Когда к нему вернулось зрение, когда кровь отхлынула от головы и от глаз, он взглянул вверх и увидел, как немецкий истребитель, сильно накренившись, разворачивается вместе с ним, пытаясь крутануться как можно круче, чтобы снова сесть на хвост «спитфайру». Бой начался. «Поехали, — сказал он про себя. — Ну, кто кого на сей раз?» И быстро улыбнулся, потому что был уверен в себе, и еще потому, что в такой ситуации ему приходилось быть не раз, а также потому, что он всегда выходил победителем.

Он был великолепным летчиком. Но и немец был неплох, и, когда «спитфайр» развернулся круче, «фокке-вульф», кажется, сделал то же самое, и они развернулись вместе. Когда «спитфайр» неожиданно убрал газ и встал свечой, «фокке-вульф» перевернулся через крыло и ушел в пике, а затем закрутил петлю, так что снова оказался сверху и сзади. «Спитфайр» перевернулся через крыло и метнулся в сторону, но «фокке-вульф» следил за ним и тоже перевернулся через крыло и метнулся в сторону, сидя у него на хвосте, и тотчас выпустил по «спитфайру» короткую очередь, но промахнулся. Минут пятнадцать два небольших самолета кружились друг вокруг друга, делая крутые виражи; они следили друг за другом и держали дистанцию, как это делают боксеры на ринге, выжидая момент, когда противник раскроется или потеряет бдительность. То и дело, резко развернувшись, один самолет атаковал другой, и маневры с пикированием, переворотом через крыло и набором высоты повторялись.

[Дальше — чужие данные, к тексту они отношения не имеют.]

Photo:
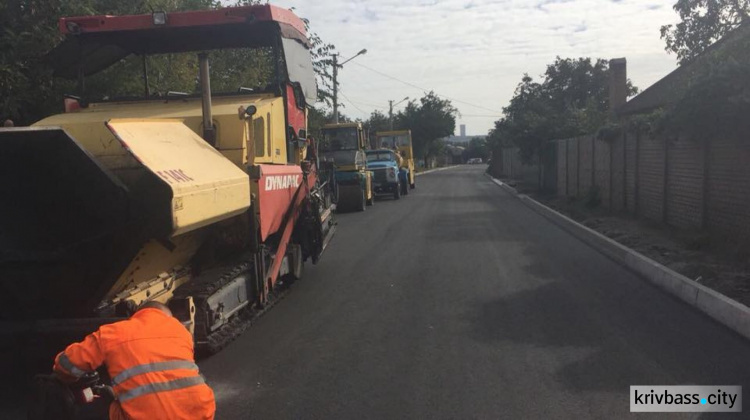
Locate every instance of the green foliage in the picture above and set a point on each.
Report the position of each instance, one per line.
(572, 99)
(429, 120)
(716, 104)
(322, 58)
(609, 132)
(28, 30)
(477, 148)
(702, 22)
(376, 122)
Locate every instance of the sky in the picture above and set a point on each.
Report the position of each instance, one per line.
(475, 52)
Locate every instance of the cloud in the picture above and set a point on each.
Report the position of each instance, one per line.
(478, 50)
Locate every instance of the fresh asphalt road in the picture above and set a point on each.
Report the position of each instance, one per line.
(459, 302)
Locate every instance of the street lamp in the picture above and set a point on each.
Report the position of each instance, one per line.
(390, 110)
(336, 66)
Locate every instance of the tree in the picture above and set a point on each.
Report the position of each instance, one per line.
(28, 91)
(477, 148)
(429, 120)
(377, 122)
(703, 22)
(572, 99)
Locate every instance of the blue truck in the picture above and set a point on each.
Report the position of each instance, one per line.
(388, 175)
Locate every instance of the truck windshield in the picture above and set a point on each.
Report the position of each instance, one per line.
(239, 70)
(379, 156)
(341, 138)
(392, 142)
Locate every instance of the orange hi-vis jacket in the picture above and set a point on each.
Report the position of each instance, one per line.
(150, 360)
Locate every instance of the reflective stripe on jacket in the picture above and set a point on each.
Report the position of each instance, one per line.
(150, 360)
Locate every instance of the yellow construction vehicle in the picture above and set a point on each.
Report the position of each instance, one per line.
(205, 201)
(400, 141)
(344, 145)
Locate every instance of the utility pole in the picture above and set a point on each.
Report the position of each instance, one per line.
(335, 89)
(390, 113)
(390, 110)
(336, 66)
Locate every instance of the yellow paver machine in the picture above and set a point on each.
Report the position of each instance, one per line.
(207, 201)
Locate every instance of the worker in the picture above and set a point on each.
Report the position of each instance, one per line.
(399, 158)
(149, 358)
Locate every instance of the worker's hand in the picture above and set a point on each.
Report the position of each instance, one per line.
(105, 391)
(64, 377)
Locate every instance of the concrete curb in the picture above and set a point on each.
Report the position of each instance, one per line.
(434, 170)
(726, 311)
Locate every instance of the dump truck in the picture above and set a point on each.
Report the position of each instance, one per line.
(205, 200)
(400, 141)
(386, 179)
(344, 145)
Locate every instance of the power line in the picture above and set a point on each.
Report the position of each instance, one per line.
(423, 89)
(352, 103)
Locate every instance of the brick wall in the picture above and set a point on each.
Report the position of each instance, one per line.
(631, 167)
(602, 169)
(562, 161)
(573, 168)
(651, 178)
(666, 181)
(685, 184)
(618, 174)
(587, 164)
(729, 187)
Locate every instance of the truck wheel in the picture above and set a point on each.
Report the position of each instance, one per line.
(362, 203)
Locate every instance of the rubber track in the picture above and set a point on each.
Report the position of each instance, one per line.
(208, 283)
(238, 324)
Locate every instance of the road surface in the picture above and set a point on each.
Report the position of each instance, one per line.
(459, 302)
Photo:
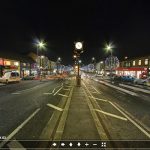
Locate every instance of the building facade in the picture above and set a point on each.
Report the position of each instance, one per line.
(137, 67)
(9, 65)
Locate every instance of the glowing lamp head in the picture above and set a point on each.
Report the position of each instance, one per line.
(78, 45)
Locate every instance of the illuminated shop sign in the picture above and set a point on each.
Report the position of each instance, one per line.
(7, 63)
(1, 62)
(16, 63)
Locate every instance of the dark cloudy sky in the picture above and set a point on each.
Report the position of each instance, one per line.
(126, 23)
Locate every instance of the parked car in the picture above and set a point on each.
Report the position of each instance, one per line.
(29, 77)
(117, 78)
(10, 76)
(143, 81)
(128, 79)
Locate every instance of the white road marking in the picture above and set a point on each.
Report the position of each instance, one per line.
(57, 87)
(15, 145)
(18, 128)
(104, 100)
(63, 95)
(121, 92)
(121, 89)
(93, 92)
(66, 89)
(27, 89)
(16, 93)
(58, 90)
(131, 120)
(47, 93)
(55, 107)
(68, 86)
(136, 88)
(110, 114)
(96, 90)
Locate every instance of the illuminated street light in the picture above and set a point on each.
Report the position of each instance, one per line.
(78, 51)
(109, 47)
(74, 56)
(78, 45)
(80, 61)
(40, 45)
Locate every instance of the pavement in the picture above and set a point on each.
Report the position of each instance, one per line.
(60, 111)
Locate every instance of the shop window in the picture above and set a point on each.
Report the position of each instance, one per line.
(146, 61)
(139, 62)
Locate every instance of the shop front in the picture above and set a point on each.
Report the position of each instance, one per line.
(137, 72)
(1, 66)
(10, 65)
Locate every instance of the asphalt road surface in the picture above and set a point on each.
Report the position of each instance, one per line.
(58, 110)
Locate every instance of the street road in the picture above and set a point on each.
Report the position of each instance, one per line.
(58, 110)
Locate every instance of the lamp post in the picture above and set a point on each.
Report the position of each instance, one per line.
(58, 62)
(93, 61)
(78, 51)
(109, 47)
(40, 45)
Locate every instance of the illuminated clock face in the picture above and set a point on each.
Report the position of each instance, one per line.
(78, 45)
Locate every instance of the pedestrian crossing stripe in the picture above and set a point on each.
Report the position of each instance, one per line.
(55, 107)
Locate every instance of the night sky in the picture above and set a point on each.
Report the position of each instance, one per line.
(126, 23)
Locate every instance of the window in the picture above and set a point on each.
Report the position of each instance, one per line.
(139, 62)
(146, 61)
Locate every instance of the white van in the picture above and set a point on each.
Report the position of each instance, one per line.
(10, 76)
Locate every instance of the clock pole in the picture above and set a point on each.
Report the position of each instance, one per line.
(78, 51)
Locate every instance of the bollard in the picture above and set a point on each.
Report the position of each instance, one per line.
(78, 80)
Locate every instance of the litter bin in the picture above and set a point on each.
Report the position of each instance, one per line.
(78, 80)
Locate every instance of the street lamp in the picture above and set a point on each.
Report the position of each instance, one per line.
(93, 61)
(39, 45)
(78, 51)
(58, 62)
(109, 47)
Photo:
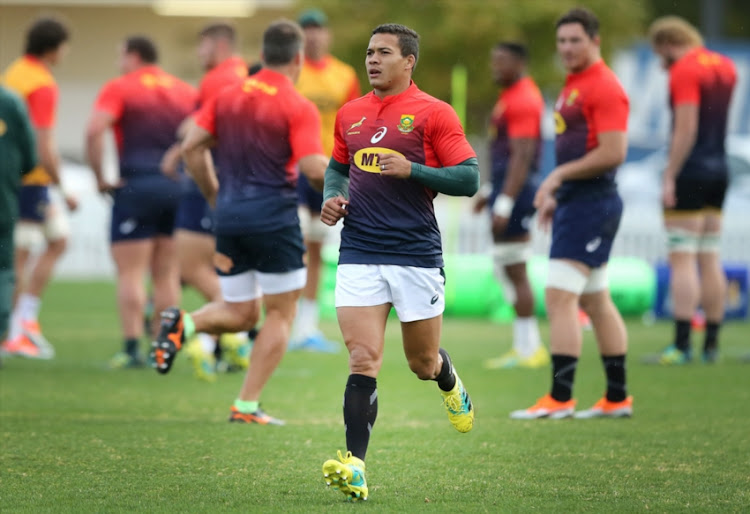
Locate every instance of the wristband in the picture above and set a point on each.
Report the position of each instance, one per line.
(503, 206)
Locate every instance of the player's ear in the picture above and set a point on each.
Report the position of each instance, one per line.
(409, 63)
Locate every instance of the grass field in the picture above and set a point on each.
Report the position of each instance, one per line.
(77, 437)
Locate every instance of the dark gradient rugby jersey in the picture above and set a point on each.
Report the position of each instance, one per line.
(591, 102)
(262, 127)
(517, 114)
(705, 79)
(392, 221)
(147, 105)
(227, 73)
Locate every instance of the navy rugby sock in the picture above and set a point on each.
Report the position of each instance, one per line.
(682, 335)
(711, 341)
(360, 412)
(563, 376)
(614, 367)
(446, 379)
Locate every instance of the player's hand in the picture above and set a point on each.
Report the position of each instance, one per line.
(668, 197)
(107, 188)
(71, 201)
(499, 225)
(333, 210)
(479, 204)
(392, 165)
(547, 189)
(545, 213)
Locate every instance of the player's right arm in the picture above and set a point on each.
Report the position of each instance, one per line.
(26, 139)
(197, 154)
(684, 89)
(42, 108)
(107, 110)
(306, 144)
(336, 187)
(335, 192)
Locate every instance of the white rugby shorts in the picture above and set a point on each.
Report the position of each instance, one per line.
(415, 293)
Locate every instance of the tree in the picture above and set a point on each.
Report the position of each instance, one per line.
(462, 32)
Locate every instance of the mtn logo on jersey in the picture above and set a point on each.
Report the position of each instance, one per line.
(367, 159)
(407, 123)
(355, 125)
(380, 134)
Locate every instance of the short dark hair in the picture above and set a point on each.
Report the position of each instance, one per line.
(282, 40)
(516, 49)
(143, 47)
(408, 39)
(45, 35)
(219, 30)
(584, 17)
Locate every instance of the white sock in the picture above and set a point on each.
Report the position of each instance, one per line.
(15, 328)
(28, 307)
(207, 342)
(526, 339)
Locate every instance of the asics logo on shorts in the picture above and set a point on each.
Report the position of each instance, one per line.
(380, 134)
(127, 226)
(593, 244)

Все это время летчик в «спитфайре» сидел в кабине с прямой спиной и вел самолет не руками, а кончиками пальцев, и «спитфайр» был не самолетом, а частью его тела. Мышцы его рук и ног были в крыльях и в хвосте машины, и, когда он делал вираж, разворот, пикировал или набирал высоту, он двигал не своими руками и ногами, а крыльями, хвостом и корпусом самолета, потому что корпус «спитфайра» был телом летчика и между тем и другим не было разницы.

Бой продолжался, и все это время, пока они сражались друг с другом, они теряли высоту и оказывались все ближе и ближе к голландским полям, так что скоро до земли осталось всего три тысячи футов и можно было разглядеть изгороди, и низкие деревья, и тени, которые эти деревья бросали на траву.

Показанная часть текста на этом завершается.